ブルルッとスカートのポケットが震えた。取り出したケータイに、メールが1件届いている。

あ、もしかしてあいつかな、と思い浮かんだ相手の名前が、そのまま液晶に浮かんでいた。


『神崎 大和』


ピコピコとボタンを打って、届いたばかりのメールを開いた。

いつも通り件名はなし。本文は、少ないたった2行のお知らせ。


『今日はレギュラー発表の日。

結果はまた、報告する。』


絵文字なんてひとつもない白黒メールのそれに、わたしも似たように返事をする。


『了解。期待しないで待ってる。

部活頑張ってね。』


メールと言うより電報みたいだと考えながら、ぽち、と送信ボタンを押した。

電子の文字はあっという間に遠くのケータイへ届く。なんとも便利な世の中だなあと、ケータイをスカートへしまいながら思った。


期待しないで待ってる、なんて送ったけど、本当は期待どころか確信していた。

去年、1年生でナインの座を勝ち取ったのは大和だけだ。大和が、レギュラーに選ばれないわけがない。

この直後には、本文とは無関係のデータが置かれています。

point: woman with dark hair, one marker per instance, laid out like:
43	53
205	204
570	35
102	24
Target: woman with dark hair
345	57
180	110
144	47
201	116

『レギュラーに選ばれました』という去年とおんなじメールが、きっと、今日の夜にでも届くんだろう。

当然のことだと思ってるから、とくに楽しみでもなんでもない。



大和とは、生まれた頃から一緒にいた。

前に住んでいた町で、家が隣同士だったのだ。いわゆる幼なじみ。

誕生日も近くてほとんど一緒に育ったせいで、わたしにとっては家族にも近いような存在だった。